Per questo quella sera ero nervoso, quei pensieri li avevo stampati in mente, come le gif di tumblr non volevo che gli altri se ne accorgessero. Mi sentivo a disagio con troppe persone. Eravamo in tutto cinque. Giungemmo alle presentazioni. Erano due ragazzi e una ragazza. Erano simpatici, e lo ero anche io.

Alla fine il clima è diventato più "di confidenza" ci siamo divertiti a uscire con Zoe al guinzaglio e gli amici di Connie. Ci siamo presi un panino e ci siamo seduti sul marciapiede vicino alla piazza principale della mia città. Di solito qui si radunano turisti e ragazzi. Si mescolano le culture, e alla fine ne escono sempre quattro parole, un sorriso o una risata.
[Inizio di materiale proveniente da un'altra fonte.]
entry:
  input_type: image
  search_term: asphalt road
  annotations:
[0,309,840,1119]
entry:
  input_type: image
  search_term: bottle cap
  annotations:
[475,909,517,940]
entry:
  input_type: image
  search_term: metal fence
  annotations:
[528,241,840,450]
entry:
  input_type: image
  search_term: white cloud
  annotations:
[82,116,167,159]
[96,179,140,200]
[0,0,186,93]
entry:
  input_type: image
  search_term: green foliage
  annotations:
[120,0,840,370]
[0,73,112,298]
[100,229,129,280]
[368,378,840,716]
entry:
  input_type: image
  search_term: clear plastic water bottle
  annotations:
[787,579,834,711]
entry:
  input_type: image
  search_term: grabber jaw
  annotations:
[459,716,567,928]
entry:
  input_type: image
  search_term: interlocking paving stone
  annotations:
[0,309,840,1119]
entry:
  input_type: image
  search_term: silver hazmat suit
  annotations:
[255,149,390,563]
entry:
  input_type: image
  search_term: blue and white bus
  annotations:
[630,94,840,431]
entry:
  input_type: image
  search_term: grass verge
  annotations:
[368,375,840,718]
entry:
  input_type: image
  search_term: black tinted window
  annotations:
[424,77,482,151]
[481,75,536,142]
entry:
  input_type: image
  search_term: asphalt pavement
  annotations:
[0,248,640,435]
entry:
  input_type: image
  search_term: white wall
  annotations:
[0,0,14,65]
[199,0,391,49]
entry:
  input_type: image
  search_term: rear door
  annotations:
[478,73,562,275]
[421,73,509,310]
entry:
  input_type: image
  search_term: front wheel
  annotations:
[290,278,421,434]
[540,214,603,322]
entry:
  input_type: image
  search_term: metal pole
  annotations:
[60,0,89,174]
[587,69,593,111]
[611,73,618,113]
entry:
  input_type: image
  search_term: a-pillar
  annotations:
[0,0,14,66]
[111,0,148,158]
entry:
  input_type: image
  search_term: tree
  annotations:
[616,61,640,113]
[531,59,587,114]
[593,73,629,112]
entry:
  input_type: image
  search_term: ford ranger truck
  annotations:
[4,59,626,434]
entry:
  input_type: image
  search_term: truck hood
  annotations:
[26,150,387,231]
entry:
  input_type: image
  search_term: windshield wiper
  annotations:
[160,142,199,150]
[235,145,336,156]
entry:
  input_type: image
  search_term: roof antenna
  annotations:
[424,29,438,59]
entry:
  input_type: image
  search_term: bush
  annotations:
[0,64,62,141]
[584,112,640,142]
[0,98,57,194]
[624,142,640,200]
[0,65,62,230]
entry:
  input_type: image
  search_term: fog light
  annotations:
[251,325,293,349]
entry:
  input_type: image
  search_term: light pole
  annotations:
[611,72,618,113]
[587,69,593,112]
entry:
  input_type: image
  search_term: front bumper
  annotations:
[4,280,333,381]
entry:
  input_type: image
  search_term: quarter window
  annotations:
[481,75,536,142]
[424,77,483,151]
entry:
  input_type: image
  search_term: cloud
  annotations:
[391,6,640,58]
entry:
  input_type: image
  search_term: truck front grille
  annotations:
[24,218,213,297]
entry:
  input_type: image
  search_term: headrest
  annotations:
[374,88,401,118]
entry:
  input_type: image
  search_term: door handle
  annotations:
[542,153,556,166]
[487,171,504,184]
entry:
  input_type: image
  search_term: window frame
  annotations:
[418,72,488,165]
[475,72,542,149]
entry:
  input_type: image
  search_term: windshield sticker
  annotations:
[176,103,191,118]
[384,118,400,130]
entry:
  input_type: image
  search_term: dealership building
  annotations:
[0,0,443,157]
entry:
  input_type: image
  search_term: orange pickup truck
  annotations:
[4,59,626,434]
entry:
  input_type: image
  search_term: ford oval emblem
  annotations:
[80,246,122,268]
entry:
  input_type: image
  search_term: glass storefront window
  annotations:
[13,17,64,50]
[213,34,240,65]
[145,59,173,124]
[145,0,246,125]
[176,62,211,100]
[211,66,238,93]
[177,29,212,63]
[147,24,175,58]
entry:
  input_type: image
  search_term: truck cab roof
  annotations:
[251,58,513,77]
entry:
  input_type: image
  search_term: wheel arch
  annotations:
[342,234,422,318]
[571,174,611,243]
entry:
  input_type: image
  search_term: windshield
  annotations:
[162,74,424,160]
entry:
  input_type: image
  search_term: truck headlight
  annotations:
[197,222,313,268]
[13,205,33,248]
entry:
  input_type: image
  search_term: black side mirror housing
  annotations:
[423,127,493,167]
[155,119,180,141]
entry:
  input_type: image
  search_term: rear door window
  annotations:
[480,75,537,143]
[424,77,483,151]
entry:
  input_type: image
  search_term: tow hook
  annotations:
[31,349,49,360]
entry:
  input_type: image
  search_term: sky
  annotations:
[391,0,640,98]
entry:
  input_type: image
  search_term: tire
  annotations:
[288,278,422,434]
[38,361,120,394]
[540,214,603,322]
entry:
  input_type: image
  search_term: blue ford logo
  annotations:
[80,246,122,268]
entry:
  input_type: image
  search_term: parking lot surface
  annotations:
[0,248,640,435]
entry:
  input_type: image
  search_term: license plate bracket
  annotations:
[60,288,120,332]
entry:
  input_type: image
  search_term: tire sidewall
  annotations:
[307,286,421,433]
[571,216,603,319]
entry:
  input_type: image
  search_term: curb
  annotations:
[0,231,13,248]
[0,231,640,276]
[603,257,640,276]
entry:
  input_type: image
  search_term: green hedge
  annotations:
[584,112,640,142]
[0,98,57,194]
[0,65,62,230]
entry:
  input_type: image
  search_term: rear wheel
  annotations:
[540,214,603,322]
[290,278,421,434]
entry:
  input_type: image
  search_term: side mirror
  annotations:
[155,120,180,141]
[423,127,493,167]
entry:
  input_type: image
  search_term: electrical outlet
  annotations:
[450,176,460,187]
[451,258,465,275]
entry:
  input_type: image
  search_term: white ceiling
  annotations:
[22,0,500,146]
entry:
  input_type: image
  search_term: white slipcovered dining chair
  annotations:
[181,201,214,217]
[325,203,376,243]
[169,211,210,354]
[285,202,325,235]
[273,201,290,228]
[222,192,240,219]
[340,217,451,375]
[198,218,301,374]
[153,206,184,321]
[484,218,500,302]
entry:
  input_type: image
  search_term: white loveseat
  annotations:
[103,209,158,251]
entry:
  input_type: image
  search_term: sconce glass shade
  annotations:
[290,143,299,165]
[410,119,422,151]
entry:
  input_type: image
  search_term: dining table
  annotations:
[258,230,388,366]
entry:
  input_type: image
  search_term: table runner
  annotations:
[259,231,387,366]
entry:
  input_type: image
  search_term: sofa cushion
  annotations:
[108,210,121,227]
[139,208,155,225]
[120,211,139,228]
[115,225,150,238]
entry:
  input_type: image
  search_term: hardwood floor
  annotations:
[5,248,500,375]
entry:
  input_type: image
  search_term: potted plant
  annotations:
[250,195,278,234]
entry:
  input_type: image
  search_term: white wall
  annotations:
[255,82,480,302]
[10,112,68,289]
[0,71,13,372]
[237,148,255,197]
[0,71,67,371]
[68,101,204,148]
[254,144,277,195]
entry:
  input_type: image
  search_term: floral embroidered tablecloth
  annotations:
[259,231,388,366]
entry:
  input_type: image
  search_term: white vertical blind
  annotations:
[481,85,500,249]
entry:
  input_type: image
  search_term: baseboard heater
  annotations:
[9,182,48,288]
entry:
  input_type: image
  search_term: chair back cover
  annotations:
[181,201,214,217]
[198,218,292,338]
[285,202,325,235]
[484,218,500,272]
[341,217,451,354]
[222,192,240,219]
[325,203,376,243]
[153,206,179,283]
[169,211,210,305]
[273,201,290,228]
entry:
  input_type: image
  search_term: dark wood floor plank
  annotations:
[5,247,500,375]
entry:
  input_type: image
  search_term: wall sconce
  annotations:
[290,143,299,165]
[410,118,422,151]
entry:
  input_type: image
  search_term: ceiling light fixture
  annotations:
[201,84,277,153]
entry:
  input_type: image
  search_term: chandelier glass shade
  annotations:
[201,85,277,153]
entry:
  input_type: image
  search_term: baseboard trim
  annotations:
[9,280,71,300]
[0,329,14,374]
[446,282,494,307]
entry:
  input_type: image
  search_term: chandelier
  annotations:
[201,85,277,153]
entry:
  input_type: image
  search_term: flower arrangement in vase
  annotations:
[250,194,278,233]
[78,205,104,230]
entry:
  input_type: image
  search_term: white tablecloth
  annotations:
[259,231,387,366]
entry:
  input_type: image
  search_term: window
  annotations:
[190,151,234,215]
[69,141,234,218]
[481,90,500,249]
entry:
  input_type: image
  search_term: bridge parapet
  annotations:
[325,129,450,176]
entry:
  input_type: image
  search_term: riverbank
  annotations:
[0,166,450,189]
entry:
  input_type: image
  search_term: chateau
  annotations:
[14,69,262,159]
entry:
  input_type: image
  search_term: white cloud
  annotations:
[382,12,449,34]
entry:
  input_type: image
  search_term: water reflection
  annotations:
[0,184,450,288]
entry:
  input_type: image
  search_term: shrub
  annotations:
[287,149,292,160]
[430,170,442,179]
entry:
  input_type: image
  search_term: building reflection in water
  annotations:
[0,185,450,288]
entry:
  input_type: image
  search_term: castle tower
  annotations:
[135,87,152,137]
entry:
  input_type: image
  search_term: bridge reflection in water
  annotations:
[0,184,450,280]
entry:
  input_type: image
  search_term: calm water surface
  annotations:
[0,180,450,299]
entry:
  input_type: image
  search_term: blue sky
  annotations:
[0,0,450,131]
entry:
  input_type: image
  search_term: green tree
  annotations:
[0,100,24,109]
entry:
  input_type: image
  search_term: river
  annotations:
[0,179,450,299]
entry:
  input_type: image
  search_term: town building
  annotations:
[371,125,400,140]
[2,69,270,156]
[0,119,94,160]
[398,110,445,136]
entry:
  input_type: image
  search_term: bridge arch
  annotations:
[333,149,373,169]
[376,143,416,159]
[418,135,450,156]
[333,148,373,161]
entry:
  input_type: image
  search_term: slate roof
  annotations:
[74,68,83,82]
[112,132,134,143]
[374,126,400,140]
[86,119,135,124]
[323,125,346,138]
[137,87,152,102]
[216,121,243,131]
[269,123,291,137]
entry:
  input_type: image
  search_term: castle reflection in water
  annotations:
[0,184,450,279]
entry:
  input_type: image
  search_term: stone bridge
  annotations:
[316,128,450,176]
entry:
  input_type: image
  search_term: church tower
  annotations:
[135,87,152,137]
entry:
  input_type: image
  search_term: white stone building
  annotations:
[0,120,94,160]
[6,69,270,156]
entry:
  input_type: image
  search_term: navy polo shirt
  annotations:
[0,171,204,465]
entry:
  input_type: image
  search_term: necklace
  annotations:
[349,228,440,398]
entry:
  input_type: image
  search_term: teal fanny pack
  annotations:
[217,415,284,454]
A fine serata, accompagnai Connie a casa. Presi il pullman con lei, e mentre il bus arrivava alla sua fermata, prima che lei possa scendere le chiesi se voleva che la accompagnassi sotto casa. Lei rispose:

-No grazie ,veramente sono arrivata, giusto quattro passi.-

-okay-

-ehi, ti sei divertito?-

-si, sono simpatici-

-già, e vero!-

Mi prese le mani, e mi guardó dritto negli occhi. Le sue pupille brillavano sotto le luci fioche dei pali della luce, che passavano attraverso le finestre del pullman.

-sei il mio angelo-

-e tu sei il mio paradiso-

Posai le mie labbra sulle sue, stringendola forte a me. Non ero molto emotivo, non ho mai espresso troppo i miei sentimenti, ma ciò non significa che non ne provavo. Ma le mie labbra dicevano: io ho bisogno di te. E le sue dicevano lo stesso. Ogni volta che cadevo, lei mi tirava su. Sapere di non essere soli a questo mondo, si, è una sensazione meravigliosa.